What should you do about probate?
Planning for your estate can be confusing, complex and is often a topic that most people want to avoid. However, sooner or later, we all are going to have an estate and planning ahead can reduce the stress and anxiety surrounding the death of a loved one.
There are some ways to minimize the portion of your estate subject to probate through the ownership form you choose for certain assets. For example, if you own real estate jointly with the right of survivorship, on your death the title passes to the survivor directly, avoiding probate. The beneficiary designations of your retirement plan and IRAs can also be used to keep those assets out of the probate process by naming a person (or persons) instead of your estate as beneficiary.
Another way to avoid probate is by owning assets in a “revocable living trust.” As the name implies, these trusts are established when the grantor is still alive and since they are revocable, the grantor retains the power to revoke or amend the trust as he or she wishes. A trust document establishes the trust, names the trustee (usually the grantor), names a successor trustee (someone to take control if the trustee becomes disabled), often a trusted family member, and describes how assets are to be managed and ultimately distributed from the trust.

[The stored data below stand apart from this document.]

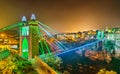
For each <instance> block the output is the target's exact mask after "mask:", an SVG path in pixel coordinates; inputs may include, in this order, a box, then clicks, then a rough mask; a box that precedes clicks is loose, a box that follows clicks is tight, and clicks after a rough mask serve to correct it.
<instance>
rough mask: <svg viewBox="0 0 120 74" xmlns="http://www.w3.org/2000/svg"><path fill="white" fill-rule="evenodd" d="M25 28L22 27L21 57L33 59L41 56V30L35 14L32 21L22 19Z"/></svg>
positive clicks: (21, 34)
mask: <svg viewBox="0 0 120 74" xmlns="http://www.w3.org/2000/svg"><path fill="white" fill-rule="evenodd" d="M22 22H23V26H21V27H20V55H21V56H22V57H23V58H27V59H30V58H33V57H34V56H35V55H36V56H38V55H39V28H38V22H37V21H36V17H35V15H34V14H32V16H31V20H30V21H27V19H26V17H25V16H23V18H22Z"/></svg>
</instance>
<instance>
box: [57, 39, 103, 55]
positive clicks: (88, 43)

After the trust is established, assets are transferred into the trust by the grantor and the grantor continues to manage them. The grantor reports the taxable income from those assets on his or her individual tax return. The assets are owned by the trust but there is no change in the control or tax treatment of the assets. When the grantor dies, the assets in the trust are distributed under the terms of the trust document in a way similar to how a will describes how assets in an estate are distributed, only without going through the probate process.
Avoiding probate is just one of the issues associated with planning for an estate. The services of a qualified estate planning professional are essential, especially if your estate is large or complex.